I'd be more concerned about the 'social mobility' consequences from what I've seen of it. Every development has to allocate a certain amount of the built to social housing. What that means in practice is they can dump any cunt on your doorstep who isn't quite as advantaged as the ones able to buy. And with modern 'equality' , especially the type advocated by those labourites intent on rubbing diversity in your face knowing full well you don't want it, you could end up with any rag, tag and bobtail unemployed bunch of anybodies foisted on you village and woe betide anyone who objects. It's the ducking stool for them.Zambo wrote:Well I'm concerned for my village. They are building 3000 houses on the edge of it, which means at least another 7000 people, and another 3500/4000 vehicles, without having the infrastructure to cope. It's not just here either. There may not be a serious over-population for the UK at the moment, but it's coming. School places, insufficient GP surgeries/doctors, crowded A&E's, aging population, net migration/immigration. It all adds up, and the pressure is on all public services.
If you are going to manage the type of population increase that we have seen since 2010, we should have been planning the infrastructure a decade ago, but that is the general problem with most of the public sector they are always is re-act mode after the event, and would need to look up pro-active to find out what it means.

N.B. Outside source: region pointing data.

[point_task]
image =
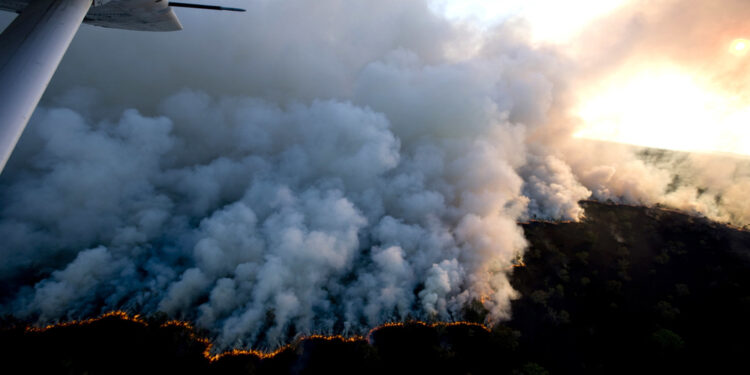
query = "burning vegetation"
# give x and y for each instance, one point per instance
(628, 289)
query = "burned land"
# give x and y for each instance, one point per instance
(628, 289)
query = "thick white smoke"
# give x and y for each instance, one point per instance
(311, 167)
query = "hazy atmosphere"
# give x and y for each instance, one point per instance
(329, 166)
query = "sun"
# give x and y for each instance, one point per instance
(740, 47)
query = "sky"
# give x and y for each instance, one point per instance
(324, 167)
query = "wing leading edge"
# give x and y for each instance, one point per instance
(33, 45)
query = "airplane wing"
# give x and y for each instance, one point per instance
(33, 45)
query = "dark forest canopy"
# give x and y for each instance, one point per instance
(627, 290)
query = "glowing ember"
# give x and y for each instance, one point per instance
(237, 352)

They built a huge one in Bournville some time back and gave four bunches of asylum seekers brand new properties. No fucking chance of course of the backward inhabitants ever getting a job and one lot totally trashed the place they had before. Then there are the canal developments in Brum where the same applies and you have people spending 300K on a house only to find next door are another bunch of unemployed wasters in social housing with ten unruly kids and no one speaks English or understands the rules on keeping the place tidy.
There's another one going up by me and I'm expecting the same shit to be moved in after the previous two not far away suffered the same.
I don't want to sound negative but you'd better start brushing up on your Somali, Arabic and Zulu.